Thus, AD systems are not only mathematical tools. They are runtime and compiler systems. They must understand the semantics of the operations they differentiate.

## AD Modes as Linear Maps

A derivative is a linear map between tangent spaces.

For

$$
f : \mathbb{R}^n \to \mathbb{R}^m,
$$

the derivative at $x$ is the Jacobian

$$
J_f(x) : \mathbb{R}^n \to \mathbb{R}^m.
$$

Forward mode applies this map to a vector:

$$
u \mapsto J_f(x)u.
$$

Reverse mode applies the transpose map to a covector:

$$
w \mapsto J_f(x)^T w.
$$

These are the two most important derivative products in numerical computing.

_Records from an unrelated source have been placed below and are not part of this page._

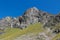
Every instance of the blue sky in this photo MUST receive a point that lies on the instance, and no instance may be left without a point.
(16, 8)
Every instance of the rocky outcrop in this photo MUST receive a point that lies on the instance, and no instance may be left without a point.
(31, 16)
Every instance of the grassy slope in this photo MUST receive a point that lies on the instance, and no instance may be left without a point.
(14, 32)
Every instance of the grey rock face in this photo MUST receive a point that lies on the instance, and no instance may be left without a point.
(31, 16)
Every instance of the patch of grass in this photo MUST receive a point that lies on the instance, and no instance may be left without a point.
(12, 33)
(56, 37)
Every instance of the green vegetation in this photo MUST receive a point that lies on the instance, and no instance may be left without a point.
(56, 37)
(12, 33)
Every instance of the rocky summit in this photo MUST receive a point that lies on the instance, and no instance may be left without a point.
(40, 24)
(31, 16)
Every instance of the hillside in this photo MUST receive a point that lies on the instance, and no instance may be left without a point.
(14, 32)
(34, 24)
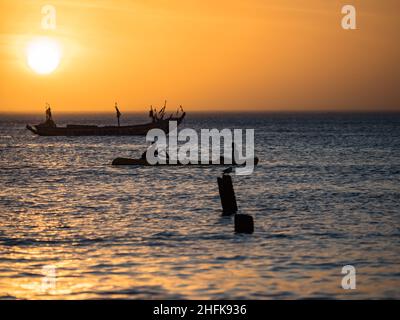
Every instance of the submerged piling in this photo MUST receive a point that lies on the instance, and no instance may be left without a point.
(227, 195)
(243, 222)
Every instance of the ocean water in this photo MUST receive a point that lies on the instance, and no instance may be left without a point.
(326, 194)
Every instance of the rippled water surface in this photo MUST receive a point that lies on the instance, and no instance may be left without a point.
(326, 194)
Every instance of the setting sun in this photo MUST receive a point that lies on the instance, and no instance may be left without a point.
(43, 55)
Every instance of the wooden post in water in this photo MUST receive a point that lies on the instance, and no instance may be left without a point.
(243, 222)
(227, 195)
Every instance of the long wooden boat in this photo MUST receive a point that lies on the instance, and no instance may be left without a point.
(49, 128)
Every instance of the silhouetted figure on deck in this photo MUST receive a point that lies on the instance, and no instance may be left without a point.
(48, 113)
(49, 118)
(118, 113)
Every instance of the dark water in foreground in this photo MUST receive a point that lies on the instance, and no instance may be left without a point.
(326, 194)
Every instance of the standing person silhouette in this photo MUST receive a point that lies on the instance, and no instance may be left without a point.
(118, 113)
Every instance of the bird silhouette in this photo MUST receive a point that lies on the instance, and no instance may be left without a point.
(227, 171)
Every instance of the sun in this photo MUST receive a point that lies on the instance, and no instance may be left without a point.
(43, 55)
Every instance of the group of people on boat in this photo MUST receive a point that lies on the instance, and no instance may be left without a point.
(153, 114)
(156, 116)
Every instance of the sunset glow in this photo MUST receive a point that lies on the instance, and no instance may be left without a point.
(43, 55)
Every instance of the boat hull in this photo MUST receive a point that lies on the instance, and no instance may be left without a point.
(83, 130)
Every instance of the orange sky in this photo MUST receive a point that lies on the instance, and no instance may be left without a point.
(207, 55)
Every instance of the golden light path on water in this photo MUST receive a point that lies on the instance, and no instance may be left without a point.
(325, 195)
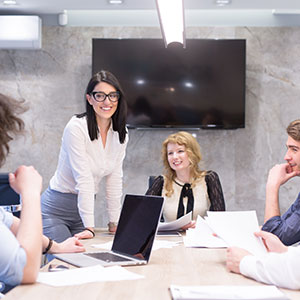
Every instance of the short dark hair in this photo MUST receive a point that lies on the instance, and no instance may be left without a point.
(10, 124)
(118, 118)
(293, 130)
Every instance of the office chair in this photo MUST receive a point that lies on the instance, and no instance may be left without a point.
(9, 199)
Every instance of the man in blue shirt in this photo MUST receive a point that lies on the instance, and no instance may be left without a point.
(287, 226)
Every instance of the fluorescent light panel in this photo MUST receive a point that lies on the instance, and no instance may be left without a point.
(171, 16)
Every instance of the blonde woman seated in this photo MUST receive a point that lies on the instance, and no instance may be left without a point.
(185, 187)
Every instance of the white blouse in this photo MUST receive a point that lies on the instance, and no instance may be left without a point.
(83, 163)
(201, 200)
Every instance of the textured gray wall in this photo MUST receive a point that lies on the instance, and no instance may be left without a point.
(52, 81)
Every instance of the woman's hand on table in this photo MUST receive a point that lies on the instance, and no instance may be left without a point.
(70, 245)
(192, 224)
(88, 233)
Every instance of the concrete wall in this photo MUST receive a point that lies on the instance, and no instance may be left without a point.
(52, 81)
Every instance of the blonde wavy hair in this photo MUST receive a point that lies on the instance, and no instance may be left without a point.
(293, 130)
(194, 154)
(10, 123)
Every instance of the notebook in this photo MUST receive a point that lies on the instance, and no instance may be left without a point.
(133, 239)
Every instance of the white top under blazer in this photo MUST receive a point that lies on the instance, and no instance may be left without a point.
(83, 163)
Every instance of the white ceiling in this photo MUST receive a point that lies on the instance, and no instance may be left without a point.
(143, 12)
(56, 6)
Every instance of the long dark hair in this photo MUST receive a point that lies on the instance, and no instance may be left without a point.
(118, 118)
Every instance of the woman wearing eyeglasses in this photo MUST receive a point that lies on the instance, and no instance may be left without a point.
(93, 148)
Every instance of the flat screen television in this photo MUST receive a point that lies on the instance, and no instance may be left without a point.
(200, 86)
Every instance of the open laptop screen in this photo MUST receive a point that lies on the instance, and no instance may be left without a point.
(138, 225)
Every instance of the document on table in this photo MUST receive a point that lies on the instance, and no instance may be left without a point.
(237, 228)
(86, 275)
(177, 224)
(227, 292)
(202, 236)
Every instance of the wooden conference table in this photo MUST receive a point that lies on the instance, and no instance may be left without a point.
(178, 265)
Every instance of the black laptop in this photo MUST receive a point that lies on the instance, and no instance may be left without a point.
(134, 237)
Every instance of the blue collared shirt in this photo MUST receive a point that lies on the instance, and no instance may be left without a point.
(287, 226)
(12, 255)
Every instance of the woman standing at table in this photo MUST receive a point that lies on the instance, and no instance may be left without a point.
(93, 147)
(185, 186)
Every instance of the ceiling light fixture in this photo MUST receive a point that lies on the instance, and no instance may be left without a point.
(9, 2)
(171, 19)
(115, 1)
(222, 2)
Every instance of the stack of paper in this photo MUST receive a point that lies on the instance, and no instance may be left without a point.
(223, 292)
(235, 228)
(177, 224)
(202, 236)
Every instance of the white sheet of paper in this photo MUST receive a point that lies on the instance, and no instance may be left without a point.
(227, 292)
(237, 228)
(202, 236)
(86, 275)
(156, 245)
(177, 224)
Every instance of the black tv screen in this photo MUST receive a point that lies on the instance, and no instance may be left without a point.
(200, 86)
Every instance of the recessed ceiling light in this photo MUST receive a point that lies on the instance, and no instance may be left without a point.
(115, 1)
(222, 2)
(9, 2)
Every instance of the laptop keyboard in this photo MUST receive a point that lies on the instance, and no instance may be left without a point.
(106, 256)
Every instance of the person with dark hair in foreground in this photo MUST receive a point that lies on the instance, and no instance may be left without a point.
(22, 242)
(93, 148)
(287, 226)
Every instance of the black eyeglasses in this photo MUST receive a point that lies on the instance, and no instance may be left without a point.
(101, 96)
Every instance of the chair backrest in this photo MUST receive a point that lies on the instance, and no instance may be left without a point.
(9, 199)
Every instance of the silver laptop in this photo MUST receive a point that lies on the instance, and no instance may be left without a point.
(134, 237)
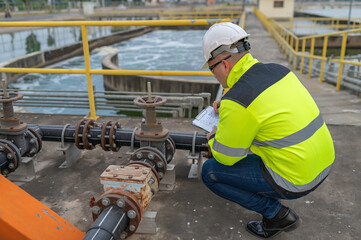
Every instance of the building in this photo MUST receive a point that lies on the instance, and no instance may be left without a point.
(276, 8)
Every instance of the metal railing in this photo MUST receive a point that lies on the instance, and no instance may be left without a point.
(88, 71)
(178, 104)
(323, 22)
(290, 44)
(201, 14)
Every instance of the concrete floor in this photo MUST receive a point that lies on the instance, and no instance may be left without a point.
(191, 211)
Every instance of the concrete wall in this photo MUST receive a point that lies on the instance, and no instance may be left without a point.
(46, 58)
(159, 83)
(267, 7)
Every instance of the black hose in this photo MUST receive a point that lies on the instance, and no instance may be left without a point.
(111, 222)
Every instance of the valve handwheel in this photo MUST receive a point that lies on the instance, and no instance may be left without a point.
(154, 101)
(11, 97)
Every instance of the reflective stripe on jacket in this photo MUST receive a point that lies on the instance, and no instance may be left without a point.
(268, 111)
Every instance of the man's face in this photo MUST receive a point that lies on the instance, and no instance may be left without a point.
(219, 68)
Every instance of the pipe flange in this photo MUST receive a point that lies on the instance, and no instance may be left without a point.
(125, 200)
(104, 143)
(169, 149)
(145, 164)
(12, 154)
(151, 154)
(78, 135)
(34, 146)
(153, 182)
(38, 137)
(112, 135)
(108, 135)
(85, 136)
(145, 102)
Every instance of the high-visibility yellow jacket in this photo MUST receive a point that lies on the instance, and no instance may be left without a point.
(268, 111)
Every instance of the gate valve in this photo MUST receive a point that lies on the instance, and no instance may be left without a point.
(9, 123)
(150, 128)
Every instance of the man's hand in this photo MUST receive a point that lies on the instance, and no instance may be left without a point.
(216, 105)
(211, 133)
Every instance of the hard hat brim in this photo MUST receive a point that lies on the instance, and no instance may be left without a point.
(205, 65)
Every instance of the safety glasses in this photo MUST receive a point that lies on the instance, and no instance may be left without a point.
(214, 65)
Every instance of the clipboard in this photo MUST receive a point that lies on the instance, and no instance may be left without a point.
(206, 119)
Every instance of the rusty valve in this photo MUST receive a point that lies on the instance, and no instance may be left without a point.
(146, 102)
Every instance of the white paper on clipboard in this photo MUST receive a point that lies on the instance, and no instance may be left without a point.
(206, 119)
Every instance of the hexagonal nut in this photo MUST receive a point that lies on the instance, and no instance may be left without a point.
(96, 210)
(105, 201)
(131, 214)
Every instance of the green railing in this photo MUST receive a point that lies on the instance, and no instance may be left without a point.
(290, 43)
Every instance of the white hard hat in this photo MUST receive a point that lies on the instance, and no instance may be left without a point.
(221, 34)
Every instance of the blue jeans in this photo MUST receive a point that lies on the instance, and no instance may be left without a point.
(243, 183)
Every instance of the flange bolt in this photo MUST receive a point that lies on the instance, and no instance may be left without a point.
(5, 172)
(96, 210)
(11, 166)
(151, 156)
(139, 155)
(120, 203)
(160, 164)
(151, 181)
(123, 235)
(105, 201)
(131, 214)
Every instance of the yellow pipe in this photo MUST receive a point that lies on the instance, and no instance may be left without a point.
(303, 52)
(287, 41)
(290, 54)
(243, 19)
(88, 75)
(108, 72)
(296, 56)
(324, 50)
(112, 23)
(311, 55)
(342, 56)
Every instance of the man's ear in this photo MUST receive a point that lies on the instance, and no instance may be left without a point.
(228, 65)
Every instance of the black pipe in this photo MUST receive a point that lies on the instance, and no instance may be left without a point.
(111, 222)
(123, 136)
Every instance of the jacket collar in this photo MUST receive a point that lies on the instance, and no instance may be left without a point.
(242, 66)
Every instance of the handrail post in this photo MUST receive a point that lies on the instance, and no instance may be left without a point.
(342, 56)
(324, 50)
(290, 55)
(287, 43)
(296, 56)
(303, 57)
(311, 57)
(88, 75)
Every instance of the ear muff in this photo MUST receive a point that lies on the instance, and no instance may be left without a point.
(244, 47)
(247, 45)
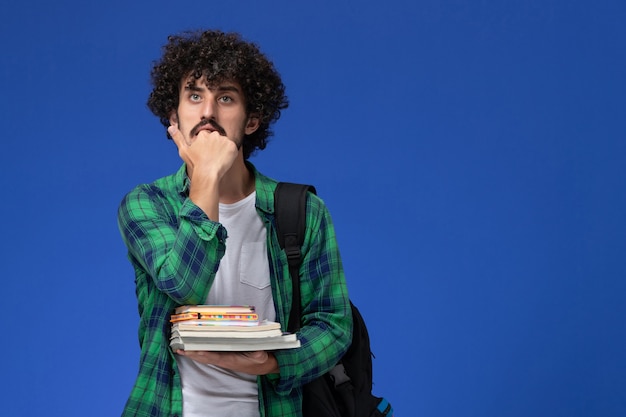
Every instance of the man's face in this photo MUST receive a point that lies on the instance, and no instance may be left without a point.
(219, 107)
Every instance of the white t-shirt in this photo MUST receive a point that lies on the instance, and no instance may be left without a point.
(242, 279)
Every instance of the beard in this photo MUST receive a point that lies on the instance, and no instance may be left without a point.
(238, 138)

Forward mode computes Jacobian-vector products.

Reverse mode computes vector-Jacobian products, or equivalently Jacobian-transpose-vector products.

Many systems avoid constructing the full Jacobian because it may be enormous. Instead, they provide efficient products with the Jacobian or its transpose.

## Why AD Matters

Automatic differentiation matters because it makes derivatives available at program scale.

A programmer can write a numerical computation once. The AD system supplies derivative computation from the same source of truth. This reduces errors, improves maintainability, and enables algorithms that would otherwise be impractical.

AD is now used in:

| Area | Derivative use |
|---|---|
| Machine learning | Gradients for training |
| Optimization | Objective and constraint derivatives |
| Scientific simulation | Sensitivities and inverse problems |
| Control | Linearization and policy gradients |
| Robotics | Kinematics and dynamics derivatives |
| Finance | Greeks and risk sensitivities |
| Graphics | Differentiable rendering |
| Probabilistic programming | Gradients of log densities |

The common structure is the same: a program computes a quantity, and another algorithm needs to know how that quantity changes.

Automatic differentiation provides that missing layer. It turns ordinary numerical programs into differentiable programs.